A cop’s soon-to-be-ex-wife is gunned down in a restaurant moments after he’s left it. The cop, Yuen Biao, hunts down the female assassin, an expert marksman, but finds himself on the wrong end of a police conspiracy that forces both him and the assassin to go on the run. An interesting buddy dynamic, a cop and the woman who killed his wife, but it’s underused, the inherently fraught nature of their relationship brushed aside quickly in favour of developing camaraderie. The movie isn’t as pulse-pounding as it ought to be. It never drags; the dramatic scenes, especially between Yuen Biao and Patricia Ha’s assassin, are well-written and often effectively shot. But the film moves in fits and starts, from brief action scene to brief drama scene, so that the tension and excitement flattens between them. It’s still quickly paced, but only rarely is it tense or nail-biting. What it is, however, is coherently told with a consistent and appropriate tone, a rarity for HK thrillers. This is a grim and often gruesome movie, modeling itself on noir but understanding noir mostly as a series of downturns full of shocking violence. This movie might hold the record for most characters shot in the head. The most impressive thing in the film, tho’, is Patricia Ha’s performance as the assassin. She projects steely-eyed intensity better than most action stars, but she modulates it beautifully, sometimes showing psychopathic chill, sometimes a subtle wryness, and in a few scenes a sad gentleness. I wonder why she wasn’t a bigger star. This isn’t an HK classic, but it is an interesting and effective movie with one standout performance.


Raging Fire (Benny Chan, 2021)

Generic police thriller. You know the drill: incorruptible (but thoroughly violent) cop with a pregnant wife pursues a group of criminals with combat and/or police training, and whom we come to find out he has history with.
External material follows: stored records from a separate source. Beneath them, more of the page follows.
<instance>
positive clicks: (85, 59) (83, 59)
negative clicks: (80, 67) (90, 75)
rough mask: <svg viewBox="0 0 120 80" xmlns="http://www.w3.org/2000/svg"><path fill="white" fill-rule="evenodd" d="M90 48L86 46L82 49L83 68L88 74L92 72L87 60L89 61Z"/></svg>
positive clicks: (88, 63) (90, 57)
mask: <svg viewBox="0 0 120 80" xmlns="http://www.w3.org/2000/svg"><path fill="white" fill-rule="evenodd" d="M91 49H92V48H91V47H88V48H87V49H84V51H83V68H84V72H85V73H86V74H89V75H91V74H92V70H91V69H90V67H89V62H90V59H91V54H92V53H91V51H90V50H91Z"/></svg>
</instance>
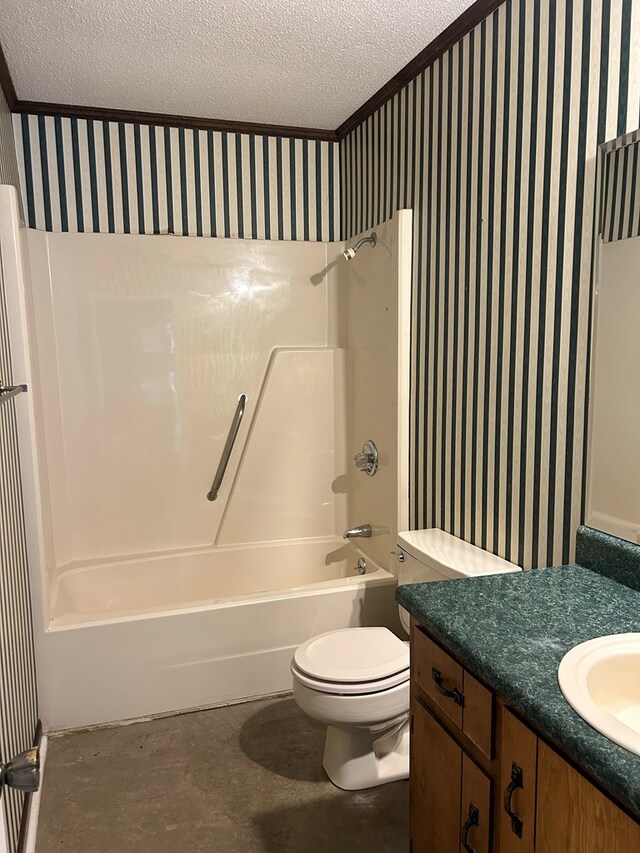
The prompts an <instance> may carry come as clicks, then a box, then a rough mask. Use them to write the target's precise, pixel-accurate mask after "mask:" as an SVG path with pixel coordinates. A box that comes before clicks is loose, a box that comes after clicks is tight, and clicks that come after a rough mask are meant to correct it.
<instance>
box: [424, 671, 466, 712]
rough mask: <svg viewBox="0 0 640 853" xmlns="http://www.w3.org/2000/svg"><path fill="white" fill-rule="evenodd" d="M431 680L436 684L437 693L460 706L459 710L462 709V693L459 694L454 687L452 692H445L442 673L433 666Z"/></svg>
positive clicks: (445, 688) (457, 691)
mask: <svg viewBox="0 0 640 853" xmlns="http://www.w3.org/2000/svg"><path fill="white" fill-rule="evenodd" d="M431 678H433V680H434V681H435V683H436V688H437V690H438V693H442V695H443V696H447V697H448V698H449V699H453V701H454V702H455V703H456V705H460V707H461V708H464V693H461V692H460V691H459V690H458V688H457V687H454V688H453V690H447V688H446V687H445V686H444V685H443V684H442V673H441V672H440V670H439V669H436V668H435V666H434V667H432V668H431Z"/></svg>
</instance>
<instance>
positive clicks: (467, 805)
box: [460, 753, 491, 853]
mask: <svg viewBox="0 0 640 853" xmlns="http://www.w3.org/2000/svg"><path fill="white" fill-rule="evenodd" d="M461 805H462V811H461V816H460V825H461V827H462V829H461V831H460V850H461V851H466V853H489V851H490V850H491V780H490V779H489V778H488V777H487V776H485V775H484V773H483V772H482V770H480V768H479V767H478V766H477V764H475V762H473V761H472V760H471V759H470V758H469V756H468V755H466V753H463V754H462V804H461Z"/></svg>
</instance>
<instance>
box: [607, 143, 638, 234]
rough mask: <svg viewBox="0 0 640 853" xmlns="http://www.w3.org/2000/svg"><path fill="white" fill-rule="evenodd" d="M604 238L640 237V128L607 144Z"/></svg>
mask: <svg viewBox="0 0 640 853" xmlns="http://www.w3.org/2000/svg"><path fill="white" fill-rule="evenodd" d="M603 163H604V166H603V177H602V187H603V189H602V210H603V221H602V239H603V240H604V241H605V243H608V242H611V241H612V240H625V239H626V238H628V237H638V236H640V130H638V131H636V132H635V133H630V134H628V135H626V136H624V137H622V138H621V139H620V140H615V141H614V143H613V144H612V145H611V146H610V147H609V146H606V147H605V151H604V157H603Z"/></svg>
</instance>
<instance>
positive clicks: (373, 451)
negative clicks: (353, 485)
mask: <svg viewBox="0 0 640 853" xmlns="http://www.w3.org/2000/svg"><path fill="white" fill-rule="evenodd" d="M353 464H354V465H355V466H356V468H357V469H358V471H363V472H364V473H365V474H368V475H369V476H370V477H373V475H374V474H375V473H376V471H377V470H378V448H377V447H376V446H375V444H374V443H373V442H372V441H365V443H364V444H363V445H362V450H361V452H360V453H356V455H355V456H354V457H353Z"/></svg>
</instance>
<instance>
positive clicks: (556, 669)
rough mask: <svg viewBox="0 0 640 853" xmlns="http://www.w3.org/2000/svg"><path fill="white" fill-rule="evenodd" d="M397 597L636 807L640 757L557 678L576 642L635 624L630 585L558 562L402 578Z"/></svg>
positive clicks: (490, 682) (625, 804)
mask: <svg viewBox="0 0 640 853" xmlns="http://www.w3.org/2000/svg"><path fill="white" fill-rule="evenodd" d="M633 547H636V546H633ZM396 598H397V600H398V602H399V603H400V604H402V606H403V607H405V608H406V609H407V610H408V611H409V612H410V613H411V614H412V615H413V616H414V617H415V618H416V619H417V620H418V621H419V622H420V624H421V625H423V626H424V627H425V628H426V629H427V630H428V631H429V632H430V633H431V634H432V635H433V636H434V637H435V638H436V639H437V640H438V641H439V642H440V643H441V644H442V645H443V646H444V647H445V648H447V649H449V650H450V651H451V653H452V654H453V655H454V657H456V658H458V660H459V661H460V663H462V664H463V665H464V666H465V667H467V669H468V670H469V671H470V672H471V673H473V674H474V675H477V676H478V677H479V678H480V679H481V680H482V681H484V682H485V683H486V684H487V685H489V686H490V687H493V688H494V689H495V690H496V691H497V692H498V693H500V694H501V695H502V696H503V697H504V698H505V699H506V700H507V702H508V703H509V704H510V705H511V706H512V707H513V708H514V709H515V710H516V711H518V712H519V713H520V714H521V715H522V717H523V718H525V719H526V720H529V721H530V722H531V724H532V725H533V726H534V727H535V728H537V729H538V731H539V732H541V733H542V734H543V735H546V736H547V737H548V738H549V740H550V741H552V742H553V743H555V744H556V745H557V746H558V748H559V749H560V750H561V751H562V752H564V753H565V754H566V755H567V756H568V757H569V758H571V759H573V761H574V762H575V763H576V765H578V766H579V767H581V768H583V769H584V771H585V772H586V773H587V774H588V775H590V776H591V777H592V778H593V779H595V780H597V781H598V782H600V783H601V785H602V786H603V787H604V788H606V789H607V790H609V791H610V792H611V793H612V795H613V796H614V797H615V798H616V799H618V800H619V801H620V802H622V803H624V804H625V805H627V806H628V807H630V808H631V810H632V811H634V812H636V813H640V756H637V755H634V754H633V753H631V752H629V751H628V750H626V749H623V748H622V747H620V746H617V745H616V744H615V743H613V741H610V740H609V739H608V738H606V737H604V735H601V734H600V733H599V732H597V731H596V730H595V729H593V728H592V727H591V726H590V725H589V724H588V723H586V722H585V721H584V720H583V719H582V718H581V717H579V716H578V715H577V714H576V713H575V711H574V710H573V709H572V708H571V706H570V705H569V704H568V703H567V702H566V700H565V699H564V697H563V695H562V693H561V691H560V687H559V685H558V676H557V672H558V664H559V663H560V661H561V659H562V657H563V656H564V655H565V653H566V652H568V651H569V649H571V648H573V646H575V645H577V644H578V643H582V642H583V641H585V640H590V639H592V638H594V637H600V636H603V635H606V634H622V633H625V632H628V631H640V593H639V592H638V591H637V590H635V589H632V588H631V587H630V586H627V585H625V584H622V583H618V582H617V581H615V580H612V579H611V578H609V577H605V576H604V575H602V574H600V573H598V572H596V571H592V570H591V569H587V568H584V567H582V566H561V567H558V568H548V569H535V570H532V571H528V572H518V573H516V574H507V575H492V576H489V577H479V578H469V579H464V580H454V581H441V582H437V583H423V584H408V585H406V586H401V587H399V588H398V590H397V593H396Z"/></svg>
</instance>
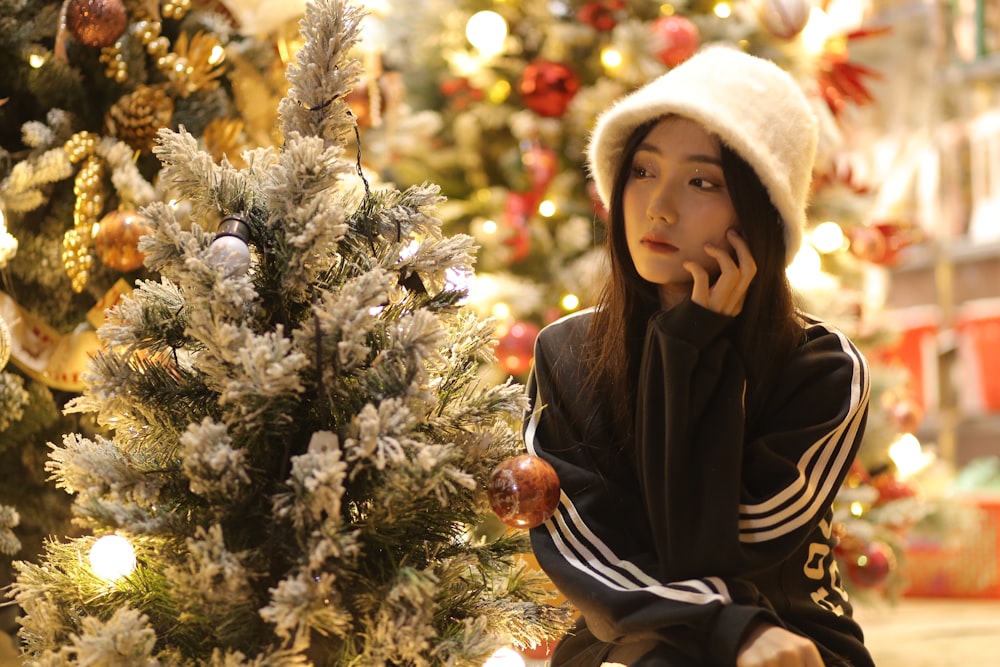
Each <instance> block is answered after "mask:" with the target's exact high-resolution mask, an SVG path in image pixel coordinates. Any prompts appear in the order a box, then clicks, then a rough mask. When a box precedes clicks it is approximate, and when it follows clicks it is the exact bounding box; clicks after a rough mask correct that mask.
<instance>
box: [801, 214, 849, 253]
mask: <svg viewBox="0 0 1000 667" xmlns="http://www.w3.org/2000/svg"><path fill="white" fill-rule="evenodd" d="M844 240H845V239H844V230H843V229H841V228H840V225H838V224H837V223H835V222H832V221H827V222H821V223H819V224H818V225H816V228H815V229H813V230H812V233H811V234H810V235H809V242H810V243H812V245H813V247H814V248H816V250H818V251H820V252H821V253H823V254H829V253H831V252H837V251H838V250H840V249H841V248H843V247H844Z"/></svg>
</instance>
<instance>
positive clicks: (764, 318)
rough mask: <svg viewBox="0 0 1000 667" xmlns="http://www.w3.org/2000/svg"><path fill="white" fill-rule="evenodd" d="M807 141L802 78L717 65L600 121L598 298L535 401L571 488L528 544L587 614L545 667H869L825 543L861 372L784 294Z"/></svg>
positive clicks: (672, 80)
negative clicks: (607, 663)
mask: <svg viewBox="0 0 1000 667" xmlns="http://www.w3.org/2000/svg"><path fill="white" fill-rule="evenodd" d="M816 143H817V123H816V119H815V117H814V115H813V114H812V111H811V108H810V106H809V104H808V102H807V101H806V99H805V97H804V96H803V94H802V92H801V91H800V89H799V87H798V86H797V85H796V84H795V82H794V81H793V80H792V79H791V77H790V76H789V75H788V74H787V73H785V72H784V71H783V70H781V69H780V68H779V67H777V66H776V65H774V64H773V63H771V62H769V61H766V60H763V59H760V58H756V57H754V56H750V55H747V54H745V53H741V52H739V51H736V50H732V49H728V48H723V47H713V48H709V49H706V50H703V51H702V52H700V53H698V54H696V55H695V56H693V57H692V58H691V59H689V60H688V61H686V62H685V63H683V64H681V65H679V66H678V67H676V68H674V69H672V70H671V71H670V72H668V73H667V74H665V75H663V76H662V77H660V78H659V79H657V80H655V81H653V82H651V83H650V84H648V85H647V86H645V87H644V88H642V89H639V90H638V91H636V92H634V93H632V94H631V95H629V96H627V97H625V98H624V99H623V100H621V101H620V102H618V103H617V104H615V105H613V106H612V107H611V108H610V109H609V110H608V111H607V112H605V114H603V115H602V116H601V117H600V118H599V119H598V123H597V125H596V127H595V130H594V134H593V136H592V138H591V143H590V146H589V149H588V159H589V167H590V170H591V174H592V175H593V177H594V180H595V183H596V186H597V190H598V192H599V193H600V195H601V198H602V200H603V202H604V204H605V206H606V207H607V209H608V212H609V219H608V227H609V230H608V249H609V256H610V269H611V270H610V277H609V279H608V283H607V285H606V286H605V289H604V292H603V294H602V297H601V300H600V302H599V305H598V306H597V307H596V308H595V309H593V310H588V311H584V312H582V313H579V314H576V315H573V316H570V317H567V318H564V319H562V320H560V321H559V322H556V323H554V324H552V325H549V326H548V327H546V328H545V329H544V330H543V331H542V333H541V334H540V335H539V337H538V341H537V343H536V347H535V365H534V368H533V371H532V374H531V377H530V378H529V382H528V391H529V396H530V398H531V400H532V406H533V409H532V411H531V413H530V415H529V417H528V419H527V420H526V422H525V439H526V441H527V445H528V449H529V451H531V452H532V453H534V454H537V455H539V456H542V457H543V458H545V459H546V460H548V461H549V462H550V463H552V465H553V466H554V467H555V468H556V471H557V472H558V473H559V478H560V483H561V485H562V498H561V501H560V505H559V507H558V509H557V511H556V513H555V515H554V516H553V517H552V518H551V519H550V520H548V521H546V522H545V523H544V524H542V525H541V526H539V527H537V528H535V529H533V530H532V534H531V537H532V546H533V548H534V551H535V554H536V556H537V558H538V561H539V563H540V564H541V566H542V567H543V569H544V570H545V571H546V572H547V574H548V575H549V577H550V578H551V579H552V581H553V582H554V584H555V585H556V586H557V588H558V589H559V590H560V591H561V592H562V593H563V594H564V595H566V597H567V598H568V599H569V600H570V601H571V602H572V603H573V604H574V605H575V606H576V608H577V609H578V610H579V611H580V612H581V618H580V621H579V623H578V626H577V627H576V629H575V631H574V632H573V633H571V634H570V635H569V636H567V637H566V638H564V639H563V641H562V642H560V644H559V646H558V648H557V650H556V653H555V655H554V657H553V665H554V666H558V665H580V666H585V665H601V664H602V663H605V662H610V663H621V664H629V665H642V666H647V665H663V666H668V667H707V666H709V665H723V666H733V665H736V666H737V667H763V666H778V665H780V666H781V667H822V666H823V665H826V666H827V667H830V666H833V665H849V666H851V667H870V666H871V665H872V664H873V663H872V660H871V657H870V656H869V654H868V652H867V650H866V649H865V647H864V644H863V641H862V633H861V631H860V629H859V627H858V626H857V624H856V623H855V622H854V621H853V620H852V618H851V606H850V604H849V603H848V601H847V595H846V593H845V592H844V591H843V589H842V587H841V579H840V575H839V573H838V571H837V564H836V561H835V560H834V555H833V548H834V545H835V538H834V536H833V534H832V526H831V504H832V502H833V499H834V497H835V495H836V493H837V490H838V488H839V487H840V485H841V483H842V481H843V479H844V477H845V476H846V474H847V471H848V468H849V467H850V464H851V461H852V460H853V458H854V456H855V454H856V451H857V448H858V445H859V443H860V440H861V436H862V432H863V430H864V423H865V419H866V417H867V409H868V370H867V366H866V363H865V361H864V359H863V357H862V356H861V354H860V353H859V352H858V351H857V349H856V348H855V347H854V346H853V345H852V344H851V342H850V341H849V340H848V339H847V337H845V336H844V335H843V334H842V333H840V332H839V331H837V330H836V329H834V328H833V327H831V326H829V325H826V324H824V323H821V322H818V321H815V320H813V319H810V318H808V317H806V316H804V315H802V314H800V313H798V312H797V311H796V310H795V308H794V305H793V300H792V295H791V290H790V287H789V285H788V283H787V280H786V278H785V267H786V265H787V263H788V262H789V261H790V259H791V258H792V257H793V256H794V255H795V253H796V251H797V250H798V247H799V245H800V243H801V237H802V228H803V225H804V221H805V209H806V204H807V197H808V191H809V183H810V178H811V171H812V166H813V160H814V156H815V151H816Z"/></svg>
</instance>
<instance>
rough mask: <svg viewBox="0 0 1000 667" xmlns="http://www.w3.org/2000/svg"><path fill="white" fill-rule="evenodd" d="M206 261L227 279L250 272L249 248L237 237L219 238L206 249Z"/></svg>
mask: <svg viewBox="0 0 1000 667" xmlns="http://www.w3.org/2000/svg"><path fill="white" fill-rule="evenodd" d="M208 261H209V262H211V263H212V265H213V266H217V267H219V268H221V269H223V271H225V274H226V277H227V278H232V277H234V276H241V275H244V274H246V272H247V271H249V270H250V246H248V245H247V244H246V242H245V241H243V239H241V238H239V237H238V236H228V235H227V236H219V237H217V238H216V239H215V240H214V241H212V245H210V246H209V247H208Z"/></svg>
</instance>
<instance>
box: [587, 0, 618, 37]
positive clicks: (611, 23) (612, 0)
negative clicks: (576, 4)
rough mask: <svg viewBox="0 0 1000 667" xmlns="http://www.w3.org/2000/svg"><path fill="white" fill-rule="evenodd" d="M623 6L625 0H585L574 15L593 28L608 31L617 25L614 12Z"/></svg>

You’ve seen it all before, and you’ve seen it filmed exactly this way, all orange and teal, with hyperactive editing and camera shakes. If it reproduces a boring Hollywood style, it also models its action on the John Wick movies and Michael Mann's work, especially Heat. The action scenes are wonderfully done and extremely exciting, coupling Donnie Yen and co’s excellence in action with the rougher, more brutal and physically exhausting quality the John Wick films have popularized. The final bank robbery is less exciting only because it’s directly ripping off the same scene from Heat, but can’t sustain the comparison. Still, when the action kicks off, the movie’s engrossing; whenever anyone’s talking, it’s on autopilot.

User avatar
yoloswegmaster
Joined: Tue Nov 01, 2016 3:57 pm

Re: Hong Kong Cinema

#588 Post by yoloswegmaster » Sat Mar 18, 2023 10:29 pm

Looks like the Hong Kong Rescue site has been taken down. I wonder if the guy running it decided to shut it so that he could actually try and catch up with the orders or if a company forced him to shut it down.

beamish14
Joined: Fri May 18, 2018 3:07 pm

Re: Hong Kong Cinema

#589 Post by beamish14 » Sun Mar 19, 2023 2:24 am

yoloswegmaster wrote:
Sat Mar 18, 2023 10:29 pm
Looks like the Hong Kong Rescue site has been taken down. I wonder if the guy running it decided to shut it so that he could actually try and catch up with the orders or if a company forced him to shut it down.
Oh, yeah, that asshole still owes me a disc of The Killer I bought over 18 months ago

User avatar
MV88
Joined: Mon Jan 24, 2022 8:52 am

Re: Hong Kong Cinema

#590 Post by MV88 » Sun Mar 19, 2023 2:46 pm

beamish14 wrote:
Sun Mar 19, 2023 2:24 am
Oh, yeah, that asshole still owes me a disc of The Killer I bought over 18 months ago
He didn’t send my Hard Boiled disc until I filed a claim to cancel the order and get my money back, so I would try doing that if you haven’t already.